New feature in the app: acitvity alerts are saving cow lives

Mooonil Team

Introducing Activity Insights for your animals. All collars are now equipped with an activity classification model. This model uses sensors onboard the product to understand whether your animals are lying down or standing still, grazing, walking or running.

This data is the foundation for several new features in the app that will help you monitor animal behavior more easily and give you the tools to act fast if something is out of the ordinary.


The features we are launching are:

  • Motionless collar alert
  • Daily activity charts
  • Decreased activity alert
  • High activity alert


Motionless detection

You’ll now receive an alert if a collar becomes completely still. The alert triggers if a collar falls off an animal, letting you know quickly that the animal is no longer fenced. You can see where the collar is located in the app, find it and reattach it to the animal.

The alert is only triggered if the collar was recently in use on an animal and then becomes still for at least 20 minutes. Animals that are resting or standing still won’t set off the alert, as there are still small movements that indicate everything is normal.

Activity charts

The app now displays the animal’s daily activity and the average daily activity for all animals on a fence. The activity charts show movement patterns over time and help you spot changes in activity patterns on an individual level or compared to the herd.
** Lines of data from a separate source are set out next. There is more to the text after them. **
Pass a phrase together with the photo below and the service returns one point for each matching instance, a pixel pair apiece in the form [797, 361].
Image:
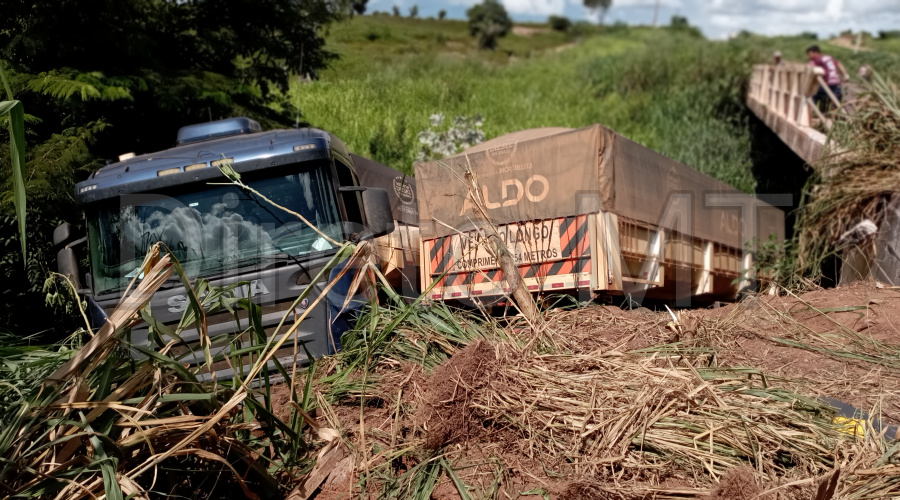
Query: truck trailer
[228, 235]
[589, 212]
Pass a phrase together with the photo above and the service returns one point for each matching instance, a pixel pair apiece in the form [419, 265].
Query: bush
[488, 21]
[436, 142]
[559, 23]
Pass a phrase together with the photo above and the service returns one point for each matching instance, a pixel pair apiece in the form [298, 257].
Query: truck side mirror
[67, 264]
[378, 211]
[63, 235]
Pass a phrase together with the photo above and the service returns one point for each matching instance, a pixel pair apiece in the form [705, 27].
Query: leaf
[16, 113]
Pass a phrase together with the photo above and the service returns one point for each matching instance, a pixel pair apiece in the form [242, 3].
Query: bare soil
[434, 409]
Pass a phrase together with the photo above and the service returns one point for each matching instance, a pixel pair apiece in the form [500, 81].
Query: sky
[716, 18]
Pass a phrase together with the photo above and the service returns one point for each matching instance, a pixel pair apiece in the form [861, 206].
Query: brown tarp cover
[550, 173]
[401, 188]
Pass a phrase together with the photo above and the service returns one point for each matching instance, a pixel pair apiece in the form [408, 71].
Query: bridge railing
[785, 89]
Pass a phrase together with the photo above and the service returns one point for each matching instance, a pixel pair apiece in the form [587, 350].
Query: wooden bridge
[781, 96]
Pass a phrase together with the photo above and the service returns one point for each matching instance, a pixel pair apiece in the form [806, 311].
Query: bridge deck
[780, 95]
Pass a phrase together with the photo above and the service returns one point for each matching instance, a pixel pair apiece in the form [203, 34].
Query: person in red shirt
[831, 71]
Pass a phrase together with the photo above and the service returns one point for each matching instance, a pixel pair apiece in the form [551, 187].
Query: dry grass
[626, 404]
[855, 181]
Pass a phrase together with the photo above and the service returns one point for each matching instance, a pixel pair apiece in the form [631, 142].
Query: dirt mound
[737, 484]
[590, 490]
[449, 390]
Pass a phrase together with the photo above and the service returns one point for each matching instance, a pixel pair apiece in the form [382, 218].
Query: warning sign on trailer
[529, 242]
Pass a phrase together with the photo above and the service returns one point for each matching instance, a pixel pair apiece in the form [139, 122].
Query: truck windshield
[214, 229]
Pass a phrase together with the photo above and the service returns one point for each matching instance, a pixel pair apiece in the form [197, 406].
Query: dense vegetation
[669, 89]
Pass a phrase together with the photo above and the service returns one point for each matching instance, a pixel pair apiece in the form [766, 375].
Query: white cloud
[717, 18]
[535, 7]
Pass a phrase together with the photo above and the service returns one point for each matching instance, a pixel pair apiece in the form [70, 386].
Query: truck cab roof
[234, 140]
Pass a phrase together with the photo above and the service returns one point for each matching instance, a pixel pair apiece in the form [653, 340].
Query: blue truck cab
[226, 234]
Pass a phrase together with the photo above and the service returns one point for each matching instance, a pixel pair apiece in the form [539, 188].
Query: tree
[679, 22]
[598, 7]
[488, 21]
[559, 23]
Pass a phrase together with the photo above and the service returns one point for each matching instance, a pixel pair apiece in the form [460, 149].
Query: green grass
[676, 93]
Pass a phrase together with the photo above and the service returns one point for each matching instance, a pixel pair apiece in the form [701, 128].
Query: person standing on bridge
[829, 69]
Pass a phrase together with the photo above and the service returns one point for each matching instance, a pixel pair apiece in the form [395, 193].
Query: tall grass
[672, 91]
[684, 100]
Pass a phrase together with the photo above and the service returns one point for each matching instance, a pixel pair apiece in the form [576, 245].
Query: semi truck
[230, 235]
[585, 212]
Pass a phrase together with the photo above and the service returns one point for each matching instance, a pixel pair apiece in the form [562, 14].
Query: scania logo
[178, 303]
[502, 155]
[404, 190]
Activity can change for many reasons. Moving to a smaller field or bringing animals indoors often reduces activity, while larger pastures tend to raise it. When feed is scarce, animals may travel farther and show higher activity. Weather also affects behavior: rainy days often lower activity across the herd. If one animal’s activity drops while the rest remain steady, it may signal sickness or lameness. If one animal shows higher activity while the rest stay normal, it may indicate that the animal is in heat.

Decrease activity detection

This feature monitors the amount of time an animal spends laying or standing. If this number increases significantly it could indicate that the animal has health issues.

Our algorithm compares the still time of the last 24 hours to the still time for the last two weeks and calculates a cumulative sum of increased deviations from the stilltime. This means that the algorithm will detect significant sudden increases, but also small increases for multiple consecutive days.

This is a tool to help you detect sickness in your animals. When the decreased activity alert triggers we recommend checking in on your animal.

 

First hand experience

Many of our customers have already seen the value of this new feature in action. Just a day after it was launched, one farmer received an alert about unusually low activity from one of the collars. When they went out to check, they found the cow had fallen into a deep bog and was completely stuck. “One of the Monil collars alerted us that the cow had unusually low activity. We went out right away, and thanks to the collar’s GPS position, we went straight to the cow that had fallen into a hole in the bog,” the farmer told us.

“It was very well hidden, and without the collar we probably never would’ve found the animal—at least not alive!” This alert came just in time.

High activity detection

You’ll now also get an alert if an individual animal’s activity suddenly increases compared to its usual pattern. We compare the past three days of activity to detect changes in the animal’s daily rhythm. These changes might be a sign that the animal is in heat.

This is our first step toward reliable heat detection. As we gather more confirmed cases and feedback from you, we’ll improve the model to make these alerts even more accurate.


Feedback

We’ve added a feedback option to help us improve activity insights and alerts, so let us know if our predictions matched what you saw in the field. This way, we can refine the algorithms and make the features more useful and reliable.